April 30, 2010
As one of the UC Santa Barbara baseball team's catchers, Doug Hansen is almost constantly working on his game or helping the pitching staff. The discipline and preparation he displays on a daily basis has earned him the nickname "The Professional."
One of the reasons Hansen works so hard and does things the right way is because he's used to it. He developed type 1 diabetes when he was three years old, which has taught him to always be well prepared and responsible.
The Gauchos coaching staff loves having Hansen around because of his contributions to the team and the example he sets for his teammates, but he almost wasn't part of the team.
It had nothing to do with his diabetes, but Hansen was unsuccessful at walking on to the team his freshman year.
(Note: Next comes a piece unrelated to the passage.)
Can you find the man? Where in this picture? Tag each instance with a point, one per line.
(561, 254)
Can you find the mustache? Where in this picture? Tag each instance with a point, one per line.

After playing for the club team for a year, he tried out a second time and made the team.
Even with the workload of a catcher, Hansen is able to manage his diabetes by keeping a close eye on what he eats and adjusting his blood sugar level between innings with insulin or some Gatorade when necessary.
"He was the last guy we let go, but he left a lasting impression with his character," remembers head coach Bob Brontsema of Hansen's first try-out. "You want as many guys like Doug on the team as you can get."
Hansen is so used to monitoring himself and managing his diabetes that he says it doesn't affect his play at all.
The same skills that allow Hansen to compete at such a high level have probably helped him in other areas of life as well. He is a business economics major with a minor in sport management, and he plans on going to law school after graduating from UCSB.
"He's very astute, in some ways it's like having another coach out there," explained associate head coach Tom Myers. "He's a positive person, and his teammates feed off that."
His attitude and work ethic have not gone unnoticed. Hansen was awarded the Phil Womble Gaucho Heart Award last year at the SB Awards for his "never give up" attitude.
Hansen credits his family, especially his mom, in helping him develop the skills that have enabled him to be so successful on and off the field.
"I've had diabetes for so long that I don't even think about it most of the time," said Hansen. "I've never thought that I wouldn't be able to do something."